Software update that reduces the failure probability
Some times ago there has been an improvement of the iCubInterface calibration phase that gratly reduces the problems at startup. This update is grately recommended and can be achieved by updating the entire iCub software repository (file iCubArmCalibratorJ8.cpp from svn release 7159. This update works only for iCub v1.1 or later but can be easily ported to previous versions of the iCub (write your request to the robotcub-hackers mailing list).
- How does the safe calibration work?
During the calibration the maximum PWM given to the motor is limited to a small value. This limit is stored in the .ini configuration file (MaxPWM, under [CALIBRATION] section) of the robot (e.g. icub_right_arm.ini). When the calibrator starts, the arm will try to reach its home position with the specified PWM limit. If the arm started the movement not in the correction position (wrong encoder turn), then it will be not able to reach the commanded home and it will (probably) move until one hard stop is reached. However the low PWM value will prevent the robot to break the tendons against the limit. If the home position is successfully reached in 20 seconds, then the calibration finishes and the limit on the PWM is released. On the contrary, if the home position in not reached, the motors will be disabled. In this case you will have to restart the iCubInterface after having corrected the arm initial position.
- What is the default limit on the PWM?
If the tag 'MaxPWM' is not present in the .ini file, the new calibrator will assume a default value of 60.
- The calibration always fails, even if the robot is starting from the correct position!

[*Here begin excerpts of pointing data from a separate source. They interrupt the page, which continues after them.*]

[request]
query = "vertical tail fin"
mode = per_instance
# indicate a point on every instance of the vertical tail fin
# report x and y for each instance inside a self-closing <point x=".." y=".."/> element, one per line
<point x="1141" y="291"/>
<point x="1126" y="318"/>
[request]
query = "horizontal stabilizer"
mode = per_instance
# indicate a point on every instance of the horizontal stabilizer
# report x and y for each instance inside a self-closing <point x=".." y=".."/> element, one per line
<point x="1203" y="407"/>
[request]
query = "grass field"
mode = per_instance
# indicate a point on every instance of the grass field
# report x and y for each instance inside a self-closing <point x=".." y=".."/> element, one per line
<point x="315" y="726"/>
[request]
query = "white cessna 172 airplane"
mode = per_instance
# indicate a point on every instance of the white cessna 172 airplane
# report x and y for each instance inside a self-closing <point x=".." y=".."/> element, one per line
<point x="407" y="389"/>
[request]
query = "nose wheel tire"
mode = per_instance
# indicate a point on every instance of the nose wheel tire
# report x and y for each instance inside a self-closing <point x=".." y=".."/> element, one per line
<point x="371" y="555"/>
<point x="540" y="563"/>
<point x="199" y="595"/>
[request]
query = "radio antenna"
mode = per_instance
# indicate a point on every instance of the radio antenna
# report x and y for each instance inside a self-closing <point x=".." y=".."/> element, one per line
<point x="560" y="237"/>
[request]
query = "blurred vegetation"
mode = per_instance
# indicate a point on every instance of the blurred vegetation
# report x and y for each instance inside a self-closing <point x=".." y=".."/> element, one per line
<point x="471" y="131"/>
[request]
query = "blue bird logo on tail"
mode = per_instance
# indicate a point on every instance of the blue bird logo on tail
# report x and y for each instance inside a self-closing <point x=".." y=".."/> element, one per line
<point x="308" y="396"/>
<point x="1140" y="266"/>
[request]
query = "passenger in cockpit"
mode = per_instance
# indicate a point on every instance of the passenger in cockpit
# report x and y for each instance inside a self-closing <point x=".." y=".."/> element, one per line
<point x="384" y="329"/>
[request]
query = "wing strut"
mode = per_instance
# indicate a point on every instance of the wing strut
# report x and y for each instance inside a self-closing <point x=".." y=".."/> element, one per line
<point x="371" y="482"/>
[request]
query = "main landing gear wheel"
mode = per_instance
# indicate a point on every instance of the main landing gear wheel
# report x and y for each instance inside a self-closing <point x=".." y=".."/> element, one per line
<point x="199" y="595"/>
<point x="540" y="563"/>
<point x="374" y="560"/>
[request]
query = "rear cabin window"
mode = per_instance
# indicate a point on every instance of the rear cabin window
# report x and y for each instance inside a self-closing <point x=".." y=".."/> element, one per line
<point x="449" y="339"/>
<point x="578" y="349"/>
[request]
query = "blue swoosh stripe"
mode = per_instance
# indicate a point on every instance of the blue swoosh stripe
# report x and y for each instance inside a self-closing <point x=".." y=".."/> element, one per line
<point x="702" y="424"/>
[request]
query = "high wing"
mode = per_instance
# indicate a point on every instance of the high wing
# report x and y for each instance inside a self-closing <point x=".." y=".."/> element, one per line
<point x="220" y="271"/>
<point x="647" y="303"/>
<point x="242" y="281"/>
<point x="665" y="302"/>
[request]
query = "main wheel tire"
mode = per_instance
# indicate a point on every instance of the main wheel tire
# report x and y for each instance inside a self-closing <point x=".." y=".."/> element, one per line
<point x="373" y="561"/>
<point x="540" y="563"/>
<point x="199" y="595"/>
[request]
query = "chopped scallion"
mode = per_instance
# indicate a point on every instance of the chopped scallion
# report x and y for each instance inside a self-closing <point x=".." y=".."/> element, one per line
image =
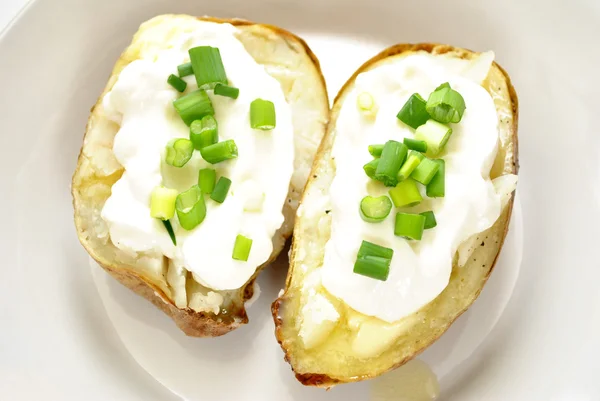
<point x="190" y="207"/>
<point x="414" y="113"/>
<point x="206" y="180"/>
<point x="437" y="186"/>
<point x="446" y="105"/>
<point x="425" y="171"/>
<point x="262" y="114"/>
<point x="178" y="152"/>
<point x="375" y="150"/>
<point x="219" y="152"/>
<point x="208" y="66"/>
<point x="375" y="209"/>
<point x="227" y="91"/>
<point x="194" y="106"/>
<point x="406" y="194"/>
<point x="409" y="225"/>
<point x="177" y="83"/>
<point x="391" y="160"/>
<point x="204" y="132"/>
<point x="435" y="134"/>
<point x="413" y="144"/>
<point x="430" y="221"/>
<point x="183" y="70"/>
<point x="162" y="203"/>
<point x="221" y="190"/>
<point x="241" y="248"/>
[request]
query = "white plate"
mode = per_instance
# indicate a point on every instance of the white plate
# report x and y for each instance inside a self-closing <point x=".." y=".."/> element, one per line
<point x="68" y="334"/>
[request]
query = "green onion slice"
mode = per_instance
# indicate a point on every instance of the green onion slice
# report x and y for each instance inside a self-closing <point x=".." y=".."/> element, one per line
<point x="169" y="228"/>
<point x="371" y="167"/>
<point x="204" y="132"/>
<point x="241" y="248"/>
<point x="177" y="83"/>
<point x="162" y="203"/>
<point x="413" y="144"/>
<point x="435" y="134"/>
<point x="208" y="66"/>
<point x="409" y="225"/>
<point x="206" y="180"/>
<point x="414" y="112"/>
<point x="221" y="190"/>
<point x="373" y="261"/>
<point x="227" y="91"/>
<point x="375" y="210"/>
<point x="446" y="105"/>
<point x="194" y="106"/>
<point x="425" y="171"/>
<point x="262" y="114"/>
<point x="412" y="161"/>
<point x="219" y="152"/>
<point x="375" y="150"/>
<point x="437" y="186"/>
<point x="370" y="249"/>
<point x="406" y="194"/>
<point x="183" y="70"/>
<point x="178" y="152"/>
<point x="391" y="160"/>
<point x="430" y="221"/>
<point x="190" y="207"/>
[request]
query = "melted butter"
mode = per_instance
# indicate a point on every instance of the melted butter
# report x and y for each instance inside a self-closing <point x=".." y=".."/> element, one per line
<point x="414" y="381"/>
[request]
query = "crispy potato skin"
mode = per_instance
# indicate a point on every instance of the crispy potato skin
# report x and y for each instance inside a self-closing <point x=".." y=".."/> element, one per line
<point x="233" y="315"/>
<point x="281" y="315"/>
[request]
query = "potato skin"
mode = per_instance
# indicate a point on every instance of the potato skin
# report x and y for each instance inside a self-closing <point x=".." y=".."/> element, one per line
<point x="314" y="368"/>
<point x="91" y="184"/>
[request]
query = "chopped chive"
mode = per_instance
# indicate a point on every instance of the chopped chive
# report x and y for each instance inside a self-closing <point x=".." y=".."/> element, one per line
<point x="208" y="66"/>
<point x="221" y="190"/>
<point x="190" y="207"/>
<point x="425" y="171"/>
<point x="227" y="91"/>
<point x="430" y="221"/>
<point x="162" y="203"/>
<point x="409" y="225"/>
<point x="206" y="180"/>
<point x="446" y="105"/>
<point x="204" y="132"/>
<point x="373" y="261"/>
<point x="178" y="152"/>
<point x="375" y="150"/>
<point x="412" y="161"/>
<point x="414" y="113"/>
<point x="241" y="248"/>
<point x="169" y="228"/>
<point x="262" y="114"/>
<point x="194" y="106"/>
<point x="219" y="152"/>
<point x="375" y="210"/>
<point x="371" y="249"/>
<point x="413" y="144"/>
<point x="373" y="266"/>
<point x="183" y="70"/>
<point x="435" y="134"/>
<point x="406" y="194"/>
<point x="177" y="83"/>
<point x="391" y="160"/>
<point x="437" y="186"/>
<point x="371" y="167"/>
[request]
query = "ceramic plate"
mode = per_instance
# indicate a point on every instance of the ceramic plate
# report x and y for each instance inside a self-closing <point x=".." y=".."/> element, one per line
<point x="71" y="333"/>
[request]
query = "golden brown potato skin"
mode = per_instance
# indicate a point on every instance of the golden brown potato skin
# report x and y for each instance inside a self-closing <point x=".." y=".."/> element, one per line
<point x="317" y="367"/>
<point x="93" y="178"/>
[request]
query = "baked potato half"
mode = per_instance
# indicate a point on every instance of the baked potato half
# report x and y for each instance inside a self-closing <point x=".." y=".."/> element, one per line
<point x="333" y="358"/>
<point x="197" y="310"/>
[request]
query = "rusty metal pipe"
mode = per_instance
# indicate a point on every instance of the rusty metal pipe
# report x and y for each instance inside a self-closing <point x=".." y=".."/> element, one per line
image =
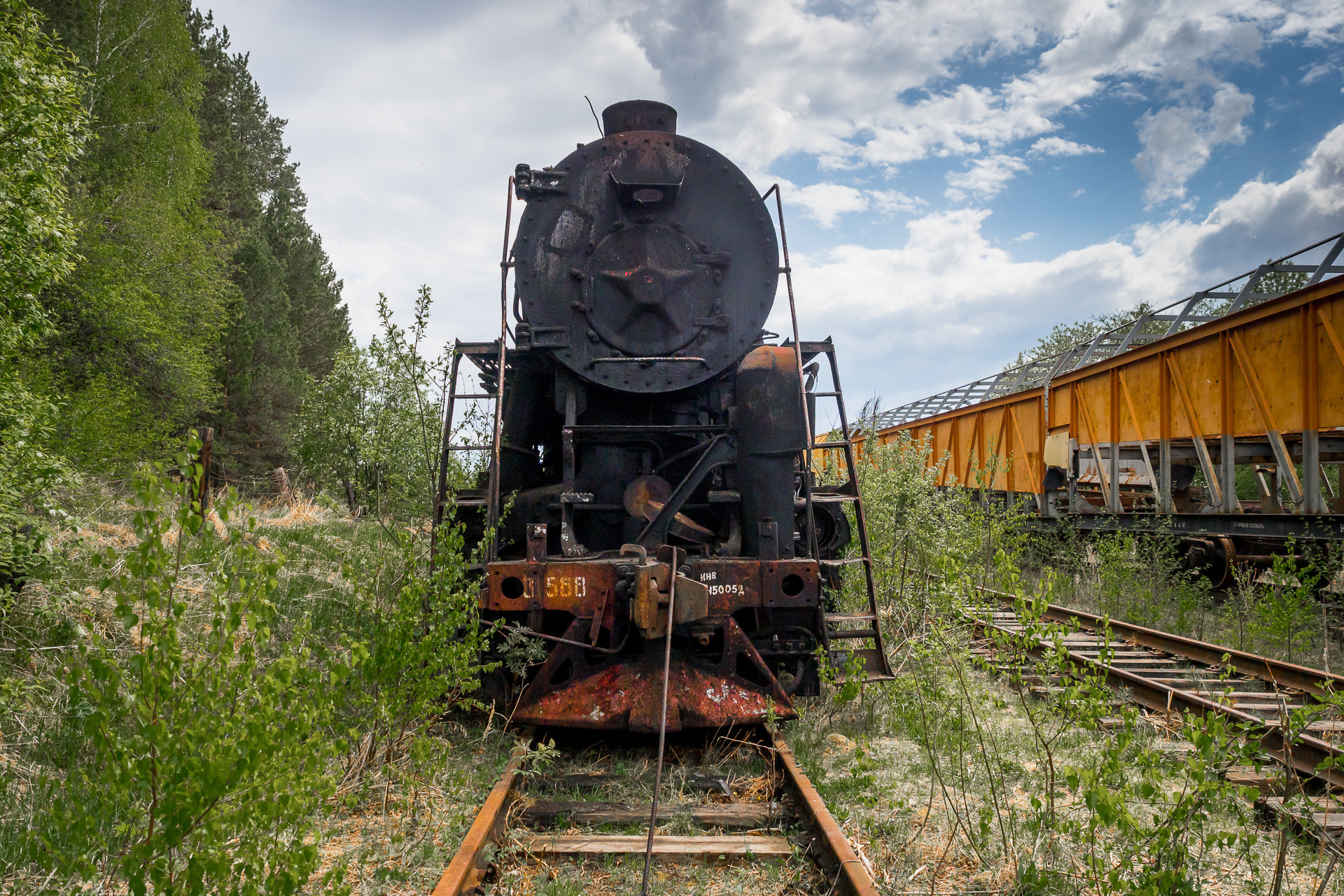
<point x="573" y="644"/>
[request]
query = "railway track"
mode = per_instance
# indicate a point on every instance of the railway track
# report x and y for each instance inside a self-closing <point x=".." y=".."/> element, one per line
<point x="765" y="812"/>
<point x="1170" y="673"/>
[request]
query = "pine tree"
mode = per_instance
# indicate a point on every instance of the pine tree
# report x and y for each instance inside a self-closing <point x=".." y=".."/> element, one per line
<point x="137" y="323"/>
<point x="288" y="321"/>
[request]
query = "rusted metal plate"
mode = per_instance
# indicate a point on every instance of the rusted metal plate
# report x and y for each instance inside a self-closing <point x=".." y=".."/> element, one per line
<point x="790" y="583"/>
<point x="733" y="583"/>
<point x="467" y="871"/>
<point x="626" y="694"/>
<point x="574" y="587"/>
<point x="839" y="859"/>
<point x="578" y="586"/>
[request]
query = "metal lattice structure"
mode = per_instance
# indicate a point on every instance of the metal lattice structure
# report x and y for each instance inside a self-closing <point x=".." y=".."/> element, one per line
<point x="1182" y="315"/>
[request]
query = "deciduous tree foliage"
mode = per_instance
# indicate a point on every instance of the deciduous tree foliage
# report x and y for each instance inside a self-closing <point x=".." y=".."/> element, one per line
<point x="42" y="131"/>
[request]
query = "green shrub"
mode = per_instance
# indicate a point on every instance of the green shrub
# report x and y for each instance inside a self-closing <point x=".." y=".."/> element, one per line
<point x="209" y="752"/>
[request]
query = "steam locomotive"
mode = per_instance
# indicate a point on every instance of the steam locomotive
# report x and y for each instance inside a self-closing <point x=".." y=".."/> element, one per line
<point x="652" y="438"/>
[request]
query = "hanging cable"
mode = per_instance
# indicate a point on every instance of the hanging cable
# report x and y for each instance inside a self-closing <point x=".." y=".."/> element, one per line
<point x="663" y="726"/>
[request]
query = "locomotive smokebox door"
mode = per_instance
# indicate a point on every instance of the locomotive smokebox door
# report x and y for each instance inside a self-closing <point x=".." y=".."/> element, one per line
<point x="647" y="261"/>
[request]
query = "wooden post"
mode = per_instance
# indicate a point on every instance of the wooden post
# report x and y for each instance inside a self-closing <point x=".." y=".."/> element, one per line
<point x="207" y="445"/>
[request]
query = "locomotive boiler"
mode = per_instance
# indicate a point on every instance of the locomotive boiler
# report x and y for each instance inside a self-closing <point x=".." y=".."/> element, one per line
<point x="651" y="437"/>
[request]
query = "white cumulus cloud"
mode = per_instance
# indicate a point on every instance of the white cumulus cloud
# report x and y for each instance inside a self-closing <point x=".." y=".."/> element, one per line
<point x="1060" y="147"/>
<point x="1179" y="140"/>
<point x="986" y="179"/>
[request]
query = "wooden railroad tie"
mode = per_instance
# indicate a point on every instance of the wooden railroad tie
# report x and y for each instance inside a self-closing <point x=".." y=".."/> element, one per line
<point x="729" y="816"/>
<point x="741" y="846"/>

Why?
It can happen that the dafault PWM limit (60) is too small, and the arm cannot reach the home position just because the gravity acting on the arm is stronger than the motor. This tipically happens if the power supply of the control boards is smaller that 40V. If this is your case and you want to run your iCub with lower power supply (i.e. 30V) , you will have to increase the PWM limit (a good choice is 100). Note that it's better not to increase the limit more than the strict necessary, otherwise the calibration procedure will not be safe anymore (e.g. a failure during the calibration will break the arm tendons!). Please note that the calibration can also fail because of real hardware problems (e.g. broken encoder). Always check with robotMotorGui if you are able to see all the encoders!